Par ailleurs, si le rôle du CDC est bien de surveiller le syndic, sa mission légale ne consiste pas à surveiller le fonctionnement de la copropriété.
Ci-dessous , voici l'opinion de Maître D'ATH, actif au sein de l'association CNIC sur le CDC dont il aurait fait part lors d'une "journée du copropriétaire" et relayée sur un blog.
Pour lui, le conseil de copropriété est un organe obligatoire pour les copropriétés de + de 20 appartements et un organe facultatif pour celles de moins de 20 appartements, composé « exclusivement » ou « des seuls » copropriétaires, qui a pour mission de veiller à la bonne exécution des missions du syndic, appelons un chat : « un chat »qui a pour mission de surveiller le syndic, sauf la tenue des comptes car cette surveillance-là est de la compétence exclusive du commissaire aux comptes, qui a pour seul « pouvoir » de prendre connaissance et copie des pièces sociales et pour « devoir » de faire un rapport semestriel de sa mission.
Autant dire, ajoute Maître d'ATH, que le conseil de copropriété n'a effectivement aucun pouvoir de gestion ou de gérance (d'où sa requalification en conseil de copropriété) , aucun pouvoir de gouvernance, aucun pouvoir de police, aucun pouvoir de surveillance de la copropriété ou des copropriétaires, aucun pouvoir de décision.
Pour lui, le conseil de copropriété n'a même pas un pouvoir d'avis .
La seule chose qu'il peut faire, c'est influencer, c'est-à-dire faire du lobbying auprès du syndic et des copropriétaires, soit rapporter, c'est-à-dire dénoncer au syndic des informations utiles à sa gestion, soit se taire, c'est-à-dire ne pas informer le syndic d'événements utiles à sa gestion. Et ce pouvoir d'influence n'est pas un vain mot puisque le conseil de copropriété a la mission légale de surveiller le syndic.
C'est, rappelle Maître d'ATH, sa seule mission. L'appellation « conseil de copropriété » est donc particulièrement inexacte : le conseil de copropriété n'est ni le conseil du syndic, ni le conseil de la copropriété. Le conseil (au sens de conseiller) du syndic, c'est l'avocat du syndic. Le conseil de la copropriété, c'est l'avocat de la copropriété.
Le conseil de copropriété est d'autant moins le conseil du syndic que le syndic est un professionnel , ce que le conseil de copropriété n'est pas .

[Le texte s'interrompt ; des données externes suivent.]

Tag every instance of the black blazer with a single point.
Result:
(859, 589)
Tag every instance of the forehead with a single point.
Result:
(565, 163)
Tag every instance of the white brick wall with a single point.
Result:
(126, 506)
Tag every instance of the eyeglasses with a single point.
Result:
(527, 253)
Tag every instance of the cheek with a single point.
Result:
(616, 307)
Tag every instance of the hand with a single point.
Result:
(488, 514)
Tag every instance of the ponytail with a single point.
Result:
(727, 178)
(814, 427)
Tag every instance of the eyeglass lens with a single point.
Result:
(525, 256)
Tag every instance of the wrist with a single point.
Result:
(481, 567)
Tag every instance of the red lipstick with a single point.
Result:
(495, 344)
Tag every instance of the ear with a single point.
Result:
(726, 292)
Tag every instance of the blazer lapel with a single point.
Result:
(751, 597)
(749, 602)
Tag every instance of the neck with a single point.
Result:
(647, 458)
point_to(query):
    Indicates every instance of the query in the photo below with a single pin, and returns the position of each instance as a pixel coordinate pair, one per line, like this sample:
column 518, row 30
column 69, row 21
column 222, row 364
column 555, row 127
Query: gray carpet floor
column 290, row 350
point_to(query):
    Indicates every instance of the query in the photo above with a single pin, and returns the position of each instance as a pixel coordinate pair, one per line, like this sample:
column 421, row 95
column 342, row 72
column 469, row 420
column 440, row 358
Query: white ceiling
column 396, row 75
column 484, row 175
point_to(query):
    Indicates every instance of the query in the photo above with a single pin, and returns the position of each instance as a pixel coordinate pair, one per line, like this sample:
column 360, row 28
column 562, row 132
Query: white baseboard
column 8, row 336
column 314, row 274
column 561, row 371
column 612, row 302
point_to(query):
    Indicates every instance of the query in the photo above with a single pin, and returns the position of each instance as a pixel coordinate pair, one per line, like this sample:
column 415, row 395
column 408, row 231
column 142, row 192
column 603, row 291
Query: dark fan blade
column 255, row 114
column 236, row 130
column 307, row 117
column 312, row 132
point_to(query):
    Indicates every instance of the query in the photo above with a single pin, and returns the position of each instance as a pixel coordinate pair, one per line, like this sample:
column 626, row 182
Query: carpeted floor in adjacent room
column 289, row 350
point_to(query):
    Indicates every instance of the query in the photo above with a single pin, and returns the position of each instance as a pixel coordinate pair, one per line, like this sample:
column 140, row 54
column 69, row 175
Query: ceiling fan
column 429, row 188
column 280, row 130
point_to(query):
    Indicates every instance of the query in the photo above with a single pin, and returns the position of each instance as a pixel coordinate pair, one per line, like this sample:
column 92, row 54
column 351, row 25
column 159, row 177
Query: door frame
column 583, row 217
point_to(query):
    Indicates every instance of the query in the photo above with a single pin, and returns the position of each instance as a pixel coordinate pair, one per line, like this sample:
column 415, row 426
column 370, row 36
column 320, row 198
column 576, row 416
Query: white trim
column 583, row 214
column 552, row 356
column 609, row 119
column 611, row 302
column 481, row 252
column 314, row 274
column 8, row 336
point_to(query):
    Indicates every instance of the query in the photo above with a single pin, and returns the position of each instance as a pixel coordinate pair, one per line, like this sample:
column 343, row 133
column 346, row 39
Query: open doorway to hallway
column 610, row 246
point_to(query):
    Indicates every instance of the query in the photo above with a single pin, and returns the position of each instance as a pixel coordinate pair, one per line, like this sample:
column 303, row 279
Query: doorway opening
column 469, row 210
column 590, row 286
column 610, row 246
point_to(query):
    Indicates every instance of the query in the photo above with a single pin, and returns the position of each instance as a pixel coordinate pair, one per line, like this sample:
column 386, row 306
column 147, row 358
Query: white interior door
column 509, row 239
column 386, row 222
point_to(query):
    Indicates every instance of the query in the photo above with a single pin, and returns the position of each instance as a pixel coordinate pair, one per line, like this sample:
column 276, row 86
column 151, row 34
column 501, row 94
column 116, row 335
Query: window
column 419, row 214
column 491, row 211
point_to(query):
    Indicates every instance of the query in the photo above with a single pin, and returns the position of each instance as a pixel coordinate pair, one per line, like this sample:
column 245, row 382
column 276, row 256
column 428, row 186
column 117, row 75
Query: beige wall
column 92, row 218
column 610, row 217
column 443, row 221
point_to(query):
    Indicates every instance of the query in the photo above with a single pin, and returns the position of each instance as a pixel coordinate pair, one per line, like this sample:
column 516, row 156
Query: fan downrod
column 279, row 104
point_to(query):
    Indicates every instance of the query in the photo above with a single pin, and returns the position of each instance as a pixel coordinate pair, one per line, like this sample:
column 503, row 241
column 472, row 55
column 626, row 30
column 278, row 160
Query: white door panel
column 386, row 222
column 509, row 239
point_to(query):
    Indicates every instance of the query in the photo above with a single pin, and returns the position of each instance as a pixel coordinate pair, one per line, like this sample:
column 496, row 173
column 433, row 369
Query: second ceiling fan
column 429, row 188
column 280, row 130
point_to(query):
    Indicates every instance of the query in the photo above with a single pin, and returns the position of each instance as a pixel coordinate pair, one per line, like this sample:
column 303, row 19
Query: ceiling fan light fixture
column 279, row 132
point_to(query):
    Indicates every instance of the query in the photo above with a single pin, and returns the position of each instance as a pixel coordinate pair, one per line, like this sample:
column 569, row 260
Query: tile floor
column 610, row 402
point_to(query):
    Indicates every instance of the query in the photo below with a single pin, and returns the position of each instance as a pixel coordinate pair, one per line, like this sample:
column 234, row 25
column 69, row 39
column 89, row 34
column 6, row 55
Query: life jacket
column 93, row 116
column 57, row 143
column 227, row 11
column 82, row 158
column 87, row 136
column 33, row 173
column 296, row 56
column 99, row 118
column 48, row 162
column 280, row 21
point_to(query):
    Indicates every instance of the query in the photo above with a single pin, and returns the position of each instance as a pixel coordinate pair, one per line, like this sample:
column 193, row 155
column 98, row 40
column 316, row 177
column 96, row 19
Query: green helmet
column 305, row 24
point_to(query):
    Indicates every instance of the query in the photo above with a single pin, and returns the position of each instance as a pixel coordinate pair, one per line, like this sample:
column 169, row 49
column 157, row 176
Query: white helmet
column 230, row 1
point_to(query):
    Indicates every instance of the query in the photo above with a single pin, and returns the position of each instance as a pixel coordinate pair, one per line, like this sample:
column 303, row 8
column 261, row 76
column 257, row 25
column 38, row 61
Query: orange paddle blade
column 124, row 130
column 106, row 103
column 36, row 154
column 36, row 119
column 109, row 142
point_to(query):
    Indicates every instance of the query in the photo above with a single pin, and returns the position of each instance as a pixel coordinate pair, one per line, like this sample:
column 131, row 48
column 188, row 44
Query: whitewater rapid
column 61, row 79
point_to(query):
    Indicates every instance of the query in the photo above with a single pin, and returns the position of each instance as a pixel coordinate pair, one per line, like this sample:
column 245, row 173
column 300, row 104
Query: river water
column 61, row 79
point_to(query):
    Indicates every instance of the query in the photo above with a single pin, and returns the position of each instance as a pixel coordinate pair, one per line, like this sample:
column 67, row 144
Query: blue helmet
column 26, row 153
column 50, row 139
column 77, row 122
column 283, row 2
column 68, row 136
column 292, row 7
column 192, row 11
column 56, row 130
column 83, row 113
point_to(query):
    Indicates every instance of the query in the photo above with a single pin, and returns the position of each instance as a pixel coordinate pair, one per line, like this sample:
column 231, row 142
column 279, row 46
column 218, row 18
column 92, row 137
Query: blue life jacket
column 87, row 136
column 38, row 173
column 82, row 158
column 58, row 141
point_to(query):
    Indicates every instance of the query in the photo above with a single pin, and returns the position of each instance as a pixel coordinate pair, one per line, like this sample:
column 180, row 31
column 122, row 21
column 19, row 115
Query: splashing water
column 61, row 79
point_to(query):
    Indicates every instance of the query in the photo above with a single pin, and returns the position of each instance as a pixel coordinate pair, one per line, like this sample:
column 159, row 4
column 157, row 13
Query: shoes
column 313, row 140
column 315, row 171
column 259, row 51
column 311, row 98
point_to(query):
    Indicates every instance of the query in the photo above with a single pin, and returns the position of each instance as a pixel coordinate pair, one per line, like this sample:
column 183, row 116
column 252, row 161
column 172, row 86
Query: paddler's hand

En lien, un article de G. CARNOY : langue et coproriété
http://www.droit-fiscalite-belge.com/article1546.html
La matière est visée par l'art. 577-11/2 du code civil. Le copropriétaire concerné s'adresse au syndic pour demander une traduction de tout document relatif à la copropriété émanant de l'ACP. Celui-ci veille à ce que la traduction soit mise à disposition du requérant dans un délai raisonnable . Pas d'intervention de l'AG dans ce cadre précis.Les frais de traduction sont à charge de l'ACP. Le PV d'une AG est un document relatif à la copropriété émanant de l'ACP.